Curiosità e gioco spingono alla sperimentazione
La motivazione principale che spinge gli italiani a provare l’IA è la curiosità: il 62,7% l’ha testata per vedere “come funziona”. Seguono l’uso per divertimento (55,7%) e quello legato al lavoro (48,4%) o allo studio (39,2%).
Ma se la sperimentazione è diffusa, la fiducia è ancora limitata. Solo il 20,5% degli italiani vede l’IA come un’opportunità e appena il 7,2% crede che possa risolvere molti problemi. Una parte significativa (32,6%) resta invece critica o preoccupata, mentre il 20,6% dichiara di non avere ancora un’idea chiara.
Generazioni a confronto
I giovani sono decisamente più fiduciosi: il 44,8% degli under 25 considera l’IA un’opportunità, e il 16,4% addirittura una possibile soluzione a vari problemi. All’opposto, tra gli over 64 solo il 10,2% ha una visione positiva, mentre cresce l’area dell’incertezza (34,6%) e della preoccupazione.
Le fasce intermedie (25-64 anni) mostrano un atteggiamento più cauto: meno entusiasmo, più richiesta di regole e maggiore attenzione agli effetti collaterali.
Il limite dell’umano: l’IA nella creatività e nell’educazione
L’indagine tocca anche un punto molto delicato: quanto siamo disposti ad accettare l’uso dell’IA in attività tradizionalmente considerate “umane”? La risposta è: poco. Nessun ambito supera il 40% di consenso.
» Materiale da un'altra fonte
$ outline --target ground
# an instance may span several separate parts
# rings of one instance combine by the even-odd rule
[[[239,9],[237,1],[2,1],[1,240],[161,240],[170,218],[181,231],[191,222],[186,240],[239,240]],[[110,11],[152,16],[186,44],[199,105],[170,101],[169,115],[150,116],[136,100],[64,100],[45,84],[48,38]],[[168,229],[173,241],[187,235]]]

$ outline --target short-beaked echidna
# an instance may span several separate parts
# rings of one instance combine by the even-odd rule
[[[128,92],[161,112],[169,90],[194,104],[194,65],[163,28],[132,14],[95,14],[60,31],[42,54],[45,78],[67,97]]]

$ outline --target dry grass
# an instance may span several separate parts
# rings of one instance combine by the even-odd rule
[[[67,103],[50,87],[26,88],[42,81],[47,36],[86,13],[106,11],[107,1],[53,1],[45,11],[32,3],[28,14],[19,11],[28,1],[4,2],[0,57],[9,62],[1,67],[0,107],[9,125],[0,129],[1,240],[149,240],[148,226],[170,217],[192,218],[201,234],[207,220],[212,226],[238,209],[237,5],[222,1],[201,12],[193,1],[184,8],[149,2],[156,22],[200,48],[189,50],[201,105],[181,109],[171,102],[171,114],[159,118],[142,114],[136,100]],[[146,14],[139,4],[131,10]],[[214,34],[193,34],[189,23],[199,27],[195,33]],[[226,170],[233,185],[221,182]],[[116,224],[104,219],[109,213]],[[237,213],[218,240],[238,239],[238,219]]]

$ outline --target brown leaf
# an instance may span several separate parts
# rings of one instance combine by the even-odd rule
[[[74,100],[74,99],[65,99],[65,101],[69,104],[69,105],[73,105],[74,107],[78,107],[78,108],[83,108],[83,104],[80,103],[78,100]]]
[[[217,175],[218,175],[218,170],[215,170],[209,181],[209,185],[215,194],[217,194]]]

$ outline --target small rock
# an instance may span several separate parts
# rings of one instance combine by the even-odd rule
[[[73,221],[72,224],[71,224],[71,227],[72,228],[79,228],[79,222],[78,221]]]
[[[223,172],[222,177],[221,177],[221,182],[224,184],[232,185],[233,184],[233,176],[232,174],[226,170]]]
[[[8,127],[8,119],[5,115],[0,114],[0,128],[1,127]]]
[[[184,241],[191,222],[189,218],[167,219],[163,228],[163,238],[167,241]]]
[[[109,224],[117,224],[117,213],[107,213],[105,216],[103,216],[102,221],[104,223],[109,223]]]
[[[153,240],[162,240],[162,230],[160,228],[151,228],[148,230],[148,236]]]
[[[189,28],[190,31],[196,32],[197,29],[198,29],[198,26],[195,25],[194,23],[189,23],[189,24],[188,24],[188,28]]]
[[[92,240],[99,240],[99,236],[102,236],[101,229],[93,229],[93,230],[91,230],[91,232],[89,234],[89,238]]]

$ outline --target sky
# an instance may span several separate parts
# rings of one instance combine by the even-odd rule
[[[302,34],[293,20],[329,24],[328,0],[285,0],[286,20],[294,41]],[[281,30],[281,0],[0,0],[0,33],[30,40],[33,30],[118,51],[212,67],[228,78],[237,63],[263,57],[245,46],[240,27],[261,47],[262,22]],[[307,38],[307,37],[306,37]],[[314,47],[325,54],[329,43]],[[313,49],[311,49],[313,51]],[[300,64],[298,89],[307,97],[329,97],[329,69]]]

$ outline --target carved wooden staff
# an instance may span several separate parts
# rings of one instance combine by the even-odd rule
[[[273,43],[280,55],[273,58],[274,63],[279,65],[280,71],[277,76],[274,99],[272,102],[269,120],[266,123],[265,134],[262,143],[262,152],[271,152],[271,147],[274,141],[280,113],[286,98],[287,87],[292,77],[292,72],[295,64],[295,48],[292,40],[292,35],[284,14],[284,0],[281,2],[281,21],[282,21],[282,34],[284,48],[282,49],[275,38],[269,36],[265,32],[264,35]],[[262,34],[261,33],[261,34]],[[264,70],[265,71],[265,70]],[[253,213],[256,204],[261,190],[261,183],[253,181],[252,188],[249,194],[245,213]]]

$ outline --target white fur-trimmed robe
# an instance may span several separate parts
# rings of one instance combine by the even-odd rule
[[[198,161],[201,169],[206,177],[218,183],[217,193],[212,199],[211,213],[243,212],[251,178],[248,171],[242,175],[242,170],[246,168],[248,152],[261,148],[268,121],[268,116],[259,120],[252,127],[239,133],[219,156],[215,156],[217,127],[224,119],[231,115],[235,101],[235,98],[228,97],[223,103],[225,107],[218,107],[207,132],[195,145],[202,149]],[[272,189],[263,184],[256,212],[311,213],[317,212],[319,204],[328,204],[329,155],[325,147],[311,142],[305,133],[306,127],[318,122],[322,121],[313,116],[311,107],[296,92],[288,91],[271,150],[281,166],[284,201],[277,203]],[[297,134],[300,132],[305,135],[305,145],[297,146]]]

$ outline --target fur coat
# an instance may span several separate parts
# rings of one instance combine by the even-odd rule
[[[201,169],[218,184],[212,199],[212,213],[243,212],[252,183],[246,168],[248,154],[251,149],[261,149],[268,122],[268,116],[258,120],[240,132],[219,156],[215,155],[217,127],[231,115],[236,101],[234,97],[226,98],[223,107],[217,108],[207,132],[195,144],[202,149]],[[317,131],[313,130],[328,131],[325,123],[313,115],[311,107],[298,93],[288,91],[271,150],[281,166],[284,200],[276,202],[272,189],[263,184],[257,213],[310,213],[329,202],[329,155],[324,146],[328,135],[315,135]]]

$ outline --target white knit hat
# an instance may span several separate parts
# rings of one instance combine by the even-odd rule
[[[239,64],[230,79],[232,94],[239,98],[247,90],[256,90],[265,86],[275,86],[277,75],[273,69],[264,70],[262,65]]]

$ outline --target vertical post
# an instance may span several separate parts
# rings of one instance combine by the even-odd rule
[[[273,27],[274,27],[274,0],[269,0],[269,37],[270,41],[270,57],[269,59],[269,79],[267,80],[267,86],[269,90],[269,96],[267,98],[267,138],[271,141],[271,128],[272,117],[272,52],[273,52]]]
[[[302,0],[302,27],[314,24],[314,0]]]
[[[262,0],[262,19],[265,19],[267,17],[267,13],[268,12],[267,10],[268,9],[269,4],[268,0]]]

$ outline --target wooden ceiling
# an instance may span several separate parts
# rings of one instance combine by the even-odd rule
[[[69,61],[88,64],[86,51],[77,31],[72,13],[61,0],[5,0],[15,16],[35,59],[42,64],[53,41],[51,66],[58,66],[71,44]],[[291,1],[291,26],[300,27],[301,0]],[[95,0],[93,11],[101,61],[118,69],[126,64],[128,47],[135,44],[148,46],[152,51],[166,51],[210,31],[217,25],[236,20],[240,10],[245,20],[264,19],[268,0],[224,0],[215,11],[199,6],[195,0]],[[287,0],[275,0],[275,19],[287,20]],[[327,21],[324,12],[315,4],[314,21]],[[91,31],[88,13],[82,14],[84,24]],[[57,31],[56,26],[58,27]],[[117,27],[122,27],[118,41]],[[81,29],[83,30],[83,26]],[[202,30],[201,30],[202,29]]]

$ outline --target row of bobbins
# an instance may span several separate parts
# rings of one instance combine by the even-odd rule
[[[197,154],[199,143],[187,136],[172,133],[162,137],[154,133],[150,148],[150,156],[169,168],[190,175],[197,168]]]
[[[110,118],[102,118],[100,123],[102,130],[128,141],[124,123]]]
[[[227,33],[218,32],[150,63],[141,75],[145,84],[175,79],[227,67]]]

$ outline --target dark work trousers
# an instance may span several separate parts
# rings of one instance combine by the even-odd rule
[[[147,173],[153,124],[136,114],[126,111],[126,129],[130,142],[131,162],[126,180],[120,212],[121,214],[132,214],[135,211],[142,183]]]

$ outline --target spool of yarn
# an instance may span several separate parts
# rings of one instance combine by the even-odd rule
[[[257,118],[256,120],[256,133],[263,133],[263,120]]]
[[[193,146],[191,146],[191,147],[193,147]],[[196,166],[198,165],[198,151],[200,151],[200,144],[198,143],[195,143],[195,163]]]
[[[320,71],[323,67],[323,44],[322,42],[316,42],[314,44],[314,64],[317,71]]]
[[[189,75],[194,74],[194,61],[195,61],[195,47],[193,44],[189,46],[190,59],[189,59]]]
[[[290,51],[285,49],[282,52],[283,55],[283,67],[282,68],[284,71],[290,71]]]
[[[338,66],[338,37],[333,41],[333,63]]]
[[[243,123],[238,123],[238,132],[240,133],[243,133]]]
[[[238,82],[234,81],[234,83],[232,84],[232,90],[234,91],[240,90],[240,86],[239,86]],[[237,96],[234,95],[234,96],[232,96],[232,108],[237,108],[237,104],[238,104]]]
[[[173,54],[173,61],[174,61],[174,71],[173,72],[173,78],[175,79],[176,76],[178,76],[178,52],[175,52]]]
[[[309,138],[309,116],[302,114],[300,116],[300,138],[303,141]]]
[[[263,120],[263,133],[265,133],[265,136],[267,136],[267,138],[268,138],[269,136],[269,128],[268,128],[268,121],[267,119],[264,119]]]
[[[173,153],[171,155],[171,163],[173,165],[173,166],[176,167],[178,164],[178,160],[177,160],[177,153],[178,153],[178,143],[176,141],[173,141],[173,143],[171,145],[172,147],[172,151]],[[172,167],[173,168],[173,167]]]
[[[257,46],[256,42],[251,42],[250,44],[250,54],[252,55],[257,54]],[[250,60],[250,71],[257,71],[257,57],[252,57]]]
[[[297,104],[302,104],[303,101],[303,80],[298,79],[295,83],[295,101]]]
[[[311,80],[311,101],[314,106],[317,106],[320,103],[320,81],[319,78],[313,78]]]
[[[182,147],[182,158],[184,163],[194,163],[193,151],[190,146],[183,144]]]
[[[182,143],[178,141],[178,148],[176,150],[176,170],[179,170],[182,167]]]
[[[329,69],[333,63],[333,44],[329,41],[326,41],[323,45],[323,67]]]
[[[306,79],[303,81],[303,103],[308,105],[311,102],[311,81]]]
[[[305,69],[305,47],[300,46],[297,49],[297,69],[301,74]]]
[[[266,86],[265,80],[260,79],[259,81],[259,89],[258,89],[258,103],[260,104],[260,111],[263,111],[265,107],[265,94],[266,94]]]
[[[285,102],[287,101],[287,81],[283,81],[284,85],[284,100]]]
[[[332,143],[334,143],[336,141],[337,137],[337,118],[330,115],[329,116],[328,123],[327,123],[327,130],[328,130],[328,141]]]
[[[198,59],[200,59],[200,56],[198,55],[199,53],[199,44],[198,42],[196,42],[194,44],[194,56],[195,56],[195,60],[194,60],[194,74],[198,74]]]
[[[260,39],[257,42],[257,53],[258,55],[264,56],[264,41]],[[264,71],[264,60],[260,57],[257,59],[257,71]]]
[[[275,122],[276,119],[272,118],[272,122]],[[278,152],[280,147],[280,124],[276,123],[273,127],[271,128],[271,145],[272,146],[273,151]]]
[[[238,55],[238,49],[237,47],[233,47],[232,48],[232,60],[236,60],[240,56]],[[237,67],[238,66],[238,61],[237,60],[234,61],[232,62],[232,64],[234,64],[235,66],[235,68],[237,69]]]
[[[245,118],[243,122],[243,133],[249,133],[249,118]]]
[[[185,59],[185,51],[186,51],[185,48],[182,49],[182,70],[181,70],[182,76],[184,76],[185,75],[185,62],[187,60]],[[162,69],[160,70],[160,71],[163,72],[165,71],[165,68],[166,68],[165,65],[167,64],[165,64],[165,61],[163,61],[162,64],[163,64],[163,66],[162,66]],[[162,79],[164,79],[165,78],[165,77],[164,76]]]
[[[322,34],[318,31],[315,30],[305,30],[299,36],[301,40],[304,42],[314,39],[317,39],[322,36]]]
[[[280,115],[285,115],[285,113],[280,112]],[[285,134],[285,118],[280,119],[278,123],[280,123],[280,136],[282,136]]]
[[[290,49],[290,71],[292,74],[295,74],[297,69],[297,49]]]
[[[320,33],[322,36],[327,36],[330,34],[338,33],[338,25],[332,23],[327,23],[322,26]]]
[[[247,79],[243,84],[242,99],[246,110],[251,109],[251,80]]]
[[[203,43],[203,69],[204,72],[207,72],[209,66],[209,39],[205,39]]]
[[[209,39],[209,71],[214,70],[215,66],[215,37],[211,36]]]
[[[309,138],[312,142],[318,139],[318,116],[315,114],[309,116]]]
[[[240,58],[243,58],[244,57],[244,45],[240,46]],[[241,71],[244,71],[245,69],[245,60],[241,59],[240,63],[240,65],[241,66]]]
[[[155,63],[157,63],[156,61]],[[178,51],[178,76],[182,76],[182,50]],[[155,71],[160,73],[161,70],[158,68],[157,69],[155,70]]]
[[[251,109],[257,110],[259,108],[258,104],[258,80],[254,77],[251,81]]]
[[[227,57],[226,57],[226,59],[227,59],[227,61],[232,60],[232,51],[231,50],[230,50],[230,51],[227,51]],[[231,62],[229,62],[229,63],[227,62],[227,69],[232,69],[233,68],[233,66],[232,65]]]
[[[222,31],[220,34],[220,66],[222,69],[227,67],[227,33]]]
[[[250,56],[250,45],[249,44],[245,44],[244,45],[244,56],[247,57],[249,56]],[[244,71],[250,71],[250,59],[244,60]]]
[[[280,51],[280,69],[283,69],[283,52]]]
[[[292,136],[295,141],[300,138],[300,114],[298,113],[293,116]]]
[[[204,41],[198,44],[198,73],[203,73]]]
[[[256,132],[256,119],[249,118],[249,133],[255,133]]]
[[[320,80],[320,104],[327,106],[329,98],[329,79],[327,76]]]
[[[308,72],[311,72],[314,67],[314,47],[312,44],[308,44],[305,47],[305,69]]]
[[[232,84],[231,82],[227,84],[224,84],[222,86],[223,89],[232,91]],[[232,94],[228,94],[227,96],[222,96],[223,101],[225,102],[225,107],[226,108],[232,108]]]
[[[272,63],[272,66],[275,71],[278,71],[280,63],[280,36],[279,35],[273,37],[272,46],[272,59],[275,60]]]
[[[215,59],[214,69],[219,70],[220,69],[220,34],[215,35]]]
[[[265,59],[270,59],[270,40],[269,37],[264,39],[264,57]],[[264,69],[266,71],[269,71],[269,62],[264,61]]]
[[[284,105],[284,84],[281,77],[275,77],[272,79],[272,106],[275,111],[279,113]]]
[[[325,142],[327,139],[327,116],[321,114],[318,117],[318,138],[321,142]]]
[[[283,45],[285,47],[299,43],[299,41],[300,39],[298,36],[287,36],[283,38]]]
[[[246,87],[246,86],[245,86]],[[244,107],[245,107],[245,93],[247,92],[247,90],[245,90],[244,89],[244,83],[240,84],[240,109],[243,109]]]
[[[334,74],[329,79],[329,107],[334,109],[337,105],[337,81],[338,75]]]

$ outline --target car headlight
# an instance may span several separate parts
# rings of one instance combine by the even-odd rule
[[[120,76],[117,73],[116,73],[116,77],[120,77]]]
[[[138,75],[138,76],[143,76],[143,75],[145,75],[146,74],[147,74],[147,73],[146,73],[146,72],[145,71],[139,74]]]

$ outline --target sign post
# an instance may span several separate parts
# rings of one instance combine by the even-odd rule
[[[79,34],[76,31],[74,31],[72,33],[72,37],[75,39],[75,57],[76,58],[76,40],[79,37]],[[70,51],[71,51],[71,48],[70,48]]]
- Scrittura di sceneggiature: 38%
- Composizione musicale: 29,9%
- Scrittura di romanzi: 28,5%
- Tesi scolastiche o universitarie: 24,7%
- Produzione di opere d’arte visiva: 21,8%
- Creazione di video finti con volti reali (deepfake): 24%
In particolare, le applicazioni che toccano identità, creatività e autenticità sembrano generare i maggiori timori. E forse è proprio da qui che si può cogliere il cuore della questione: l’IA non è solo uno strumento, ma un elemento che ridefinisce il nostro modo di essere umani.